# Kaiser TSNE Visualization

In [1]:
import gpudb
import pandas as pd
import numpy as np

### Read from input table

In [2]:
_db = gpudb.GPUdb(encoding='BINARY', host="127.0.0.1", port="9191")

In [3]:
def table_to_df(_db, _input_table):
    BATCH_SIZE=10000
    _offset = 0
    _table_df = pd.DataFrame()

    while True:
        _response = _db.get_records(table_name=_input_table,
                                    offset=_offset,
                                    limit=BATCH_SIZE)
        
        res_decoded = gpudb.GPUdbRecord.decode_binary_data(
            _response["type_schema"], 
            _response["records_binary"])
        
        _retrieved_records = len(res_decoded)
        _offset += _retrieved_records
        print('Got records: {}/{}'.format(_retrieved_records, _offset))
        
        _table_df = _table_df.append(res_decoded)
        
        if _response['has_more_records'] == False:
            break;
            
    print('Records Retrieved: {}'.format(_table_df.shape))
    _table_df.to_pickle(_input_table + '.pickle')
    return _table_df


We read from the **patient_sv** table containing a 10 dimensional vector for each patient.

In [4]:
_table_df = table_to_df(_db, 'patient_sv')
_table_df.head()

Got records: 10000/10000
Got records: 9092/19092
Records Retrieved: (19092, 11)


Unnamed: 0,PATIENT_ID,v0,v1,v2,v3,v4,v5,v6,v7,v8,v9
0,3,-0.026869,0.003544,-0.067632,0.007149,-0.019579,0.012598,0.039725,0.012359,-0.00272,0.00542
1,4,-1.025537,-0.915222,0.135088,0.506937,0.046075,0.790646,-0.736051,-0.174529,-0.203942,-0.047053
2,6,-0.835222,-0.685774,0.319621,-0.05312,-0.135096,-0.106425,0.025238,-0.039275,-0.00103,-0.02668
3,7,-0.46578,-0.495243,0.08706,0.222816,-0.009257,0.530207,-0.5758,-0.017807,-0.002585,0.176052
4,9,-0.065967,0.046649,-0.009301,0.070871,0.131696,0.014793,-0.015506,-0.036466,0.100262,-0.003387


### Calculate K-Means

In [5]:
_table_np = _table_df.iloc[:,1:].as_matrix().astype(np.float64)
_table_np.shape

  """Entry point for launching an IPython kernel.


(19092, 10)

In [6]:
from sklearn.cluster import KMeans
PAT_CLUSTERS = 6
_pat_means = KMeans(n_clusters=PAT_CLUSTERS, random_state=0).fit(_table_np)

### Create a combined dataframe of counts and means

In [7]:
# get counts of means
_labels_df = pd.DataFrame(_pat_means.labels_, columns=['idx'])
_counts_df = _labels_df.groupby('idx').size().reset_index(name='count')

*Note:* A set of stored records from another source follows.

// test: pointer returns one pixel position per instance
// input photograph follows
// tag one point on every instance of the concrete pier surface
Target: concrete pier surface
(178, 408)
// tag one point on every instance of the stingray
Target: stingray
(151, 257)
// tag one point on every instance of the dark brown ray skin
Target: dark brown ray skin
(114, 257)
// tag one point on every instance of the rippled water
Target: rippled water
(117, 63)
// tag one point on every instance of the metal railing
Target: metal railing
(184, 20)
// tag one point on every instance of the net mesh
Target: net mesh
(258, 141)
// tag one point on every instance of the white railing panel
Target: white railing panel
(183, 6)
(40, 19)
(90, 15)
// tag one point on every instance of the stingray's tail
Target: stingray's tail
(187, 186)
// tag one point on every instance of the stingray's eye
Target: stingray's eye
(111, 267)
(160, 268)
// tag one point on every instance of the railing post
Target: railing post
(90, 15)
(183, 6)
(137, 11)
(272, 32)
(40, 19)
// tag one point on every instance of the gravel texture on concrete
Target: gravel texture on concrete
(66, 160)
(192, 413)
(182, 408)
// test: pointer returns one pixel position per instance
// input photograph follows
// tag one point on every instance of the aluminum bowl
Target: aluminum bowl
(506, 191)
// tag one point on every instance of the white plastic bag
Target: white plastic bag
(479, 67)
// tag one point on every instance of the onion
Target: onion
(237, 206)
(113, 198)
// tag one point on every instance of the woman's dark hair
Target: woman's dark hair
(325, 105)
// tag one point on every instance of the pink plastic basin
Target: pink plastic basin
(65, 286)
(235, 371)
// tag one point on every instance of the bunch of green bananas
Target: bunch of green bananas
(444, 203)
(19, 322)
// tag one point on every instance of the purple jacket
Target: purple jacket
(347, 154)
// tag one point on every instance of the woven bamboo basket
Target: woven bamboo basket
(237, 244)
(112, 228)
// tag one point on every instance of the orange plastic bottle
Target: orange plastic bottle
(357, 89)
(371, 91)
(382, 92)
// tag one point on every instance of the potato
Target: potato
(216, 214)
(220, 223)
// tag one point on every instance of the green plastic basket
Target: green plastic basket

# create a combined dataframe
_centroids_df = pd.DataFrame(_pat_means.cluster_centers_, columns=_table_df.columns[1:])
_means_df = pd.concat([_counts_df, _centroids_df], axis=1)
_means_df

Unnamed: 0,idx,count,v0,v1,v2,v3,v4,v5,v6,v7,v8,v9
0,0,17066,-0.027381,0.011948,-0.009277,0.028651,-0.008627,-0.00725,0.005802,0.004578,0.000861,-0.009877
1,1,723,-0.315924,0.372343,0.14427,-0.126296,-0.227225,0.052531,-0.013767,-0.022696,0.004067,-0.010314
2,2,132,-0.597413,0.014181,-1.120111,-0.411596,0.003652,-0.105453,-0.063343,0.010559,-0.006784,0.02097
3,3,815,-0.268761,0.252776,0.05479,0.046236,0.284102,-0.045891,0.03955,0.015015,-0.029403,0.031381
4,4,270,-0.821194,-0.668013,0.263128,-0.066257,-0.018686,-0.083977,0.050015,0.003429,-0.005255,-0.003538
5,5,86,-0.516344,-0.085217,-0.134201,0.605587,0.038393,0.738047,-0.712726,-0.010521,0.009624,0.139909


### Save k-means table to Kinetica

In [8]:
def save_results(df, res_table, schema='KAISERS_SQL'):
    _result_type = [[df.columns[0], gpudb.GPUdbRecordColumn._ColumnType.INT],
                    [df.columns[1], gpudb.GPUdbRecordColumn._ColumnType.INT]]
    
    for _col_name in df.columns[2:]:
        _result_type.append([_col_name, gpudb.GPUdbRecordColumn._ColumnType.DOUBLE])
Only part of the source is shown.